Arthur Bahr graduated summa cum laude from Amherst College with majors in English, French, and Medieval Studies. Following a Fulbright year studying medieval sagas in Iceland, he began doctoral work at the University of California, Berkeley, where he studied the literary culture of fourteenth-century London, examining how the structure of literary and legal compilations produced in the City comprised complex arguments about the proper nature of royal power and civic polity. After completing his PhD in 2006, he joined the English department of Haverford College as Visiting Assistant Professor; he is extremely excited now to be a member of MIT's Literature Section.

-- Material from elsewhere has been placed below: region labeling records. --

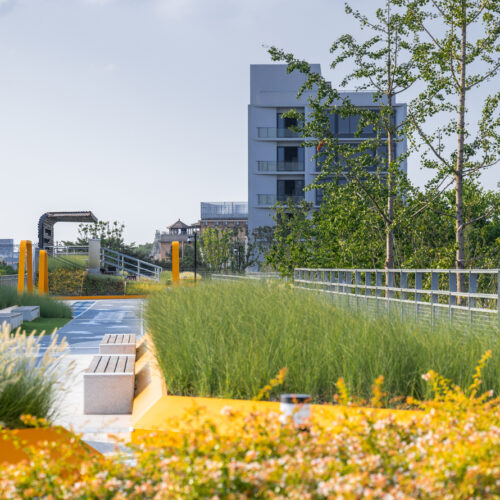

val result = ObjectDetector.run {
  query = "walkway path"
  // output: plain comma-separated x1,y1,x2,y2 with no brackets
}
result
50,299,143,452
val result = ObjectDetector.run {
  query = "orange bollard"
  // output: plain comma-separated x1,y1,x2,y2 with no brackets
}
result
38,250,49,295
17,240,26,295
172,241,179,285
26,240,33,293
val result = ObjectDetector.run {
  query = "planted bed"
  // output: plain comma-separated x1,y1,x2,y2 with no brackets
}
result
146,282,500,404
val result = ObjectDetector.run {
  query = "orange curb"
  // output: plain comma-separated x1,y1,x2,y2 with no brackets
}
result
0,427,100,465
52,295,148,300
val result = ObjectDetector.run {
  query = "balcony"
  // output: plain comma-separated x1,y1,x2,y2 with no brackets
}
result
257,127,300,139
257,194,305,207
257,161,305,172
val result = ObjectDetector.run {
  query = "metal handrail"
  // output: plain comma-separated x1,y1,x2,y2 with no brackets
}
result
101,248,163,281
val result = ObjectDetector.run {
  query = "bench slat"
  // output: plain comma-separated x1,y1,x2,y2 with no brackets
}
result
94,356,109,373
125,356,135,373
106,356,118,373
87,356,102,373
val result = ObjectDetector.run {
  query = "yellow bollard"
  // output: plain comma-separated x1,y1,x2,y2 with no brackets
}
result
17,240,26,295
172,241,179,285
26,240,33,293
38,250,49,295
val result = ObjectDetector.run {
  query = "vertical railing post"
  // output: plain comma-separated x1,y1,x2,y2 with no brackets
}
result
345,271,352,293
415,271,422,319
354,271,361,295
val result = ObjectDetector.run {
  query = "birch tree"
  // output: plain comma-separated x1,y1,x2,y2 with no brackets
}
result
270,0,415,276
398,0,500,292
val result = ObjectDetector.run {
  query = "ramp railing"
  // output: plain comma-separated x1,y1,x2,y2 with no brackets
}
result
294,268,500,328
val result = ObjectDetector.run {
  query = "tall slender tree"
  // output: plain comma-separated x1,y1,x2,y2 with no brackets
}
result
397,0,500,292
270,0,416,276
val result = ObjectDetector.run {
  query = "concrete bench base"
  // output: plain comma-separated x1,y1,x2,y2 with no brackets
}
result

Professor Bahr's teaching interests include Chaucer, the works of the Pearl-poet, and medieval romance; medieval Icelandic sagas; Old English language and literature; and representations of medieval culture in later periods, from Spenser's Faerie Queene to medieval-influenced subcultures around today (the SCA, Tolkien-lovers, et al.). He enjoys teaching from a broad range of periods, however, including ancient Greek tragedy, early modern drama, and satiric writings of all kinds.
When not teaching or researching, Arthur enjoys taking on ambitious cooking projects, keeping tabs on Project Runway, lamenting the cancellation of Arrested Development, and serving as a National judge of the United States Figure Skating Association. (He promises he's not corrupt, though.) And he loves his cat, Alcina, more than most anything.